Emploi des langues

  • Droits humains: L’APFF tire la sonnette d’alarme à l’occasion de son vingtième anniversaire

    « Suite au repli identitaire de la Flandre qui a décidé de se retirer d’Unia (ex-centre interfédéral pour l’égalité des chances), on peut se demander à quelle sauce va être mangée la société civile lors de la préparation du rapport que la Belgique doit faire parvenir à l’ONU en octobre 2020, dans le cadre de son prochain Examen périodique universel (EPU) début 2021 », peut-on lire dans le numéro du vingtième anniversaire de « Nouvelles de Flandre », organe de l’Association pour la Promotion de la Francophonie en Flandre (APFF) qui a à son actif la promotion de quelque 10.000 activités culturelles en français au nord du pays, depuis ses débuts en 1999.

    Au directeur de l’APFF, Edgar FONCK, de poursuivre : « D’après le calendrier d’UPR-info(*), la consultation nationale aurait déjà dû commencer !

    Le site des Affaires étrangères est très explicite : « Le rôle joué par la société civile, y compris les ONG et les médias, est essentiel au fonctionnement de notre système démocratique, ainsi qu’à la protection des droits de l’homme. En contrôlant l’activité de l’Etat, la société civile agit comme un contrepoids nécessaire à son pouvoir. Le SPF Affaires étrangères accorde une grande importance à l’existence d’un dialogue avec les différents représentants de la société civile ».

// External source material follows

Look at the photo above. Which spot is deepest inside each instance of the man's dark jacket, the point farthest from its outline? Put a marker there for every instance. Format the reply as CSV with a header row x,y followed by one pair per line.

    Déjà dans le rapport que notre pays a remis à l’ONU pour préparer son dernier Examen périodique universel (EPU), on pouvait lire : « La Belgique est déterminée à s’acquitter pleinement de ses obligations dans le domaine des droits de l’homme et à améliorer ses mécanismes nationaux chargés d’assurer un suivi dans ce domaine. Elle s’engage également à continuer d’établir les rapports destinés à tous les mécanismes des droits de l’homme, notamment à l’Examen périodique universel, dans les délais impartis et à coopérer avec ces mécanismes. La participation des organisations de la société civile à ce processus demeurera une priorité essentielle ».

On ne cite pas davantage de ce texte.